What I understand is, each input in a neural network is a feature.

However, what I don't understand is, when we need multiple outputs in a neural network.

For example, say, if we are classifying cats and dogs, only one output is enough. 0 = cat, 1 = dog.

When does a neural network have a single and when does it have multiple outputs?


The output depends on what answer you want from the network. Think of the network as a function $f$ with weights $\theta$, that takes an input $x$ and gives some output $y$:

$$ f_\theta(X) \rightarrow y $$

The example you give (dog=1 or cat=0) is binary classification -- the answer from the network is "this looks more like a dog than a cat" if the output $y > 0.5$ or vice versa. So yes, $y$ is a scalar between 0 and 1.

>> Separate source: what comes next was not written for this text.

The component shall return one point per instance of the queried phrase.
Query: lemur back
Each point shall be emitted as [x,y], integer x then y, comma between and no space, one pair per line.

If you had three or more classes e.g [dog, cat, banana] (multimomial classification), you want the network to answer how "confident" it is that the $x$ is a certain class. It will give a prediction for each class. In this example $y$ will be a vector of size 3, each element being a prediction for a class e.g y = $[dog=0.3, cat=0.01, banana=0.7]$

For a non-classification example: say a robot's action comprises the velocity $v$ and a joint angle $\phi$ (action = $[v, \phi]$). The robot's questions a neural network with "what action should I take?". The network's answer $y$ might looks like $ y = [v=3.0, \phi=23]$. So the size of the output will be dependant on the dimensions of the action. In this case we have a multiple-dimension output, one dimension for velocity, and one for the joint angle.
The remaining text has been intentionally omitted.